JD Taylor and Rebecca Harris in Ironbound, at City Theatre
JD Taylor and Rebecca Harris in Ironbound, at City Theatre

Remember Solidarność? Those heady days when a Polish labor union, abetted by a Polish pope, led to the literal collapse of the Berlin Wall and the figurative one of the Soviet Union? And what happened to those spirited Poles after? Some came to America — people like Darja, the central figure in City Theatre’s production of Ironbound.

The 2014 comedy-drama by Martyna Majok, herself a young Polish émigré, tightens around Darja at various crises in her life, always at a bus stop.
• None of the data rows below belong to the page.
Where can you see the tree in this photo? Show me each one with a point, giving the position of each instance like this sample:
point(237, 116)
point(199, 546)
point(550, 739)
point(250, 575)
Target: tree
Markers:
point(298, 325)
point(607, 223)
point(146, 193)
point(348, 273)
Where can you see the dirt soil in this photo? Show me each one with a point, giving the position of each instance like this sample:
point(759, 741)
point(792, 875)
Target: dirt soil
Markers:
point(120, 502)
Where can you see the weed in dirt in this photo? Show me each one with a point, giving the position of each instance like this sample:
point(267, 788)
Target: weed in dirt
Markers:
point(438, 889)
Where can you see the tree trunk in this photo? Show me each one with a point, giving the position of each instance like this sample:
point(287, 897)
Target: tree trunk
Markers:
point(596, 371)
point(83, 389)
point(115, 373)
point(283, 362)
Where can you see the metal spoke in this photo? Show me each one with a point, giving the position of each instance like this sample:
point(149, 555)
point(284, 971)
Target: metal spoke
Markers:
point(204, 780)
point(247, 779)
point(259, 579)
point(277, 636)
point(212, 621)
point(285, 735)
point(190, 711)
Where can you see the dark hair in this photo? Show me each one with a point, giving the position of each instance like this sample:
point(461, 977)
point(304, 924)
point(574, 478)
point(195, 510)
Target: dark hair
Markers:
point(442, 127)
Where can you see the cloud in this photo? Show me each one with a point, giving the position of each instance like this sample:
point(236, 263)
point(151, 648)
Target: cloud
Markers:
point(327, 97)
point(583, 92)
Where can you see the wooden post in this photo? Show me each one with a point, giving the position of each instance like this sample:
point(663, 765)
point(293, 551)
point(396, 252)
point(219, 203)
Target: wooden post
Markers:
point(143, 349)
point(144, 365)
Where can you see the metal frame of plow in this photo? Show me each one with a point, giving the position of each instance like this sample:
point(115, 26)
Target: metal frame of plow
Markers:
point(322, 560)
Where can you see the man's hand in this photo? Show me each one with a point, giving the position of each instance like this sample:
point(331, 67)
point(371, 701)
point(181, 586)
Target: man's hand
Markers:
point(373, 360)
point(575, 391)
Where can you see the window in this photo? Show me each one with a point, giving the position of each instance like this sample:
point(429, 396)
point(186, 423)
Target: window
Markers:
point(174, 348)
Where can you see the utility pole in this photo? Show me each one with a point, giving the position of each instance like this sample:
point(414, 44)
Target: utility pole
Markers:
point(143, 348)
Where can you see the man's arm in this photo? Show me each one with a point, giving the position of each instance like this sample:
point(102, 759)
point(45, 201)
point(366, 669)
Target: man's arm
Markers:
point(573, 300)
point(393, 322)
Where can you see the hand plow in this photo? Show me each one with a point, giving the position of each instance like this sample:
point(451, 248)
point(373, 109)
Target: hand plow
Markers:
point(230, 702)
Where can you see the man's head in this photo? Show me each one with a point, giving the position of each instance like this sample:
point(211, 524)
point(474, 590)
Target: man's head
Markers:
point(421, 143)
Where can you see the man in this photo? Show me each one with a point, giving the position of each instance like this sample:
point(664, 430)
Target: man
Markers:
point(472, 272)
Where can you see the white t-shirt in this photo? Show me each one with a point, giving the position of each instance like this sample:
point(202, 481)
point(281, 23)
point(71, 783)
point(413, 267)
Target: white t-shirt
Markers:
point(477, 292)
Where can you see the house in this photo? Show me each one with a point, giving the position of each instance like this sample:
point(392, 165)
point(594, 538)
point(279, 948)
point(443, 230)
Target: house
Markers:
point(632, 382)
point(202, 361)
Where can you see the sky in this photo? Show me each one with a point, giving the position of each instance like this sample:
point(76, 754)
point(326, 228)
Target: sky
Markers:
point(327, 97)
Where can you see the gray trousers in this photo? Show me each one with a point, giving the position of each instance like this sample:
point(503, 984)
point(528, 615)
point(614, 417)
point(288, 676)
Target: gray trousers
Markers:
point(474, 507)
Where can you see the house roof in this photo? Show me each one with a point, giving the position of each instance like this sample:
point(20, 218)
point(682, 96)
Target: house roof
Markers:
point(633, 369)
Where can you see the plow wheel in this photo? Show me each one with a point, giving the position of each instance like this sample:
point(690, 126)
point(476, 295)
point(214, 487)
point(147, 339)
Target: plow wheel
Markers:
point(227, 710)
She waits for many things (including the public transport to her jobs and her homes) as we meet her at age 42 (in “now”), as a newly arrived 20-year-old bride, and at various stops between and beyond.
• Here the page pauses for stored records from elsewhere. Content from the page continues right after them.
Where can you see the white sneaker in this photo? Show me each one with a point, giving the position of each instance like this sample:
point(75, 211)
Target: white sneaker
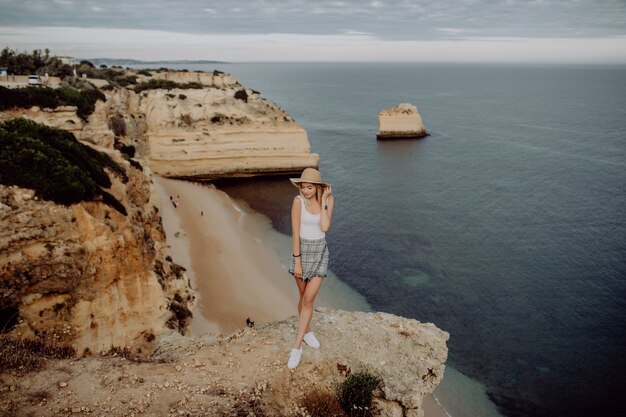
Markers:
point(311, 340)
point(294, 358)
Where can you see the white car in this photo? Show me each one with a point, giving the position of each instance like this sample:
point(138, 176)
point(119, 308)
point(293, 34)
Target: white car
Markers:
point(34, 80)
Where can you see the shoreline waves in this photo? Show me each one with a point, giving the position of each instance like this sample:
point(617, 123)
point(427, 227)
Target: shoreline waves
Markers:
point(226, 246)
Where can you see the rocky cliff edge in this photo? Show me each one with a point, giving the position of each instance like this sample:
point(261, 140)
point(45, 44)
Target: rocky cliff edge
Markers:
point(243, 373)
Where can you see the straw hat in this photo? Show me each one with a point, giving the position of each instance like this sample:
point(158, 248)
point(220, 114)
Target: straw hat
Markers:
point(309, 175)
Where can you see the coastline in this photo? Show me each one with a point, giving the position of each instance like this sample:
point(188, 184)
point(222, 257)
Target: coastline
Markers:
point(234, 274)
point(226, 246)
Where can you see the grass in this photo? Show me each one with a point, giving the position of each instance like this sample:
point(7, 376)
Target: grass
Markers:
point(44, 97)
point(319, 403)
point(30, 354)
point(54, 164)
point(356, 392)
point(154, 84)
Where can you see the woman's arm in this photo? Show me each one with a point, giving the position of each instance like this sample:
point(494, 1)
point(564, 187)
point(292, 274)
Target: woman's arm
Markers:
point(328, 202)
point(295, 226)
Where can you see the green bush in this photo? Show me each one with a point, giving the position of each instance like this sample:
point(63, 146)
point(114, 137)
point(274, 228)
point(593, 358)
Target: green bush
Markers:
point(44, 97)
point(355, 394)
point(53, 163)
point(29, 355)
point(85, 101)
point(241, 95)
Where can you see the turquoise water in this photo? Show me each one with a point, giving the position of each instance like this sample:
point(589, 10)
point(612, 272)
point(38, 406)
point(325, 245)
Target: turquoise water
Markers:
point(505, 227)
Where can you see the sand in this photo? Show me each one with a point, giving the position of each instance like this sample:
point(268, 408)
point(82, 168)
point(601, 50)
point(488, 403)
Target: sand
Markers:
point(235, 273)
City’s artistic director, Tracy Brigden, wraps the audience around the stage (three-quarter) to heighten the urban claustrophobia, excellently and explicitly portrayed in Anne Mundell’s near-apocalyptic set. Sound designer Eric Shimelonis adds original music as well as evocative rail and traffic sounds, with appropriately creepy lighting from Andrew David Ostrowski.

It’s a daunting atmosphere, but Rebecca Harris dominates the play as Darja. Rarely off the stage, Harris takes us through more than 20 years of heartache and hope, marriages and domestic abuse in varying relationships with five men. Two of them never appear physically, but pervade the action nonetheless.

JD Taylor excels as Maks, Darja’s first husband, charming Polish dreamer (thank you, dialect coach Don Wadsworth) and father of her son. Erik Martin credibly portrays the quirky stranger who comes upon Darja in a mutual time of need. But the signal man in the plot is Rod Brogan as Tommy, a randy postal worker who delivers more than mail, and much grief to Darja. While not the most credible of characters, Tommy in Brogan’s hands becomes almost likable in a New Jersey kind of way.

The title refers to an industrial neighborhood in Newark, but also to Darja’s character: stubborn, resilient, maybe a little rusty around the edges; but not hard, not brittle.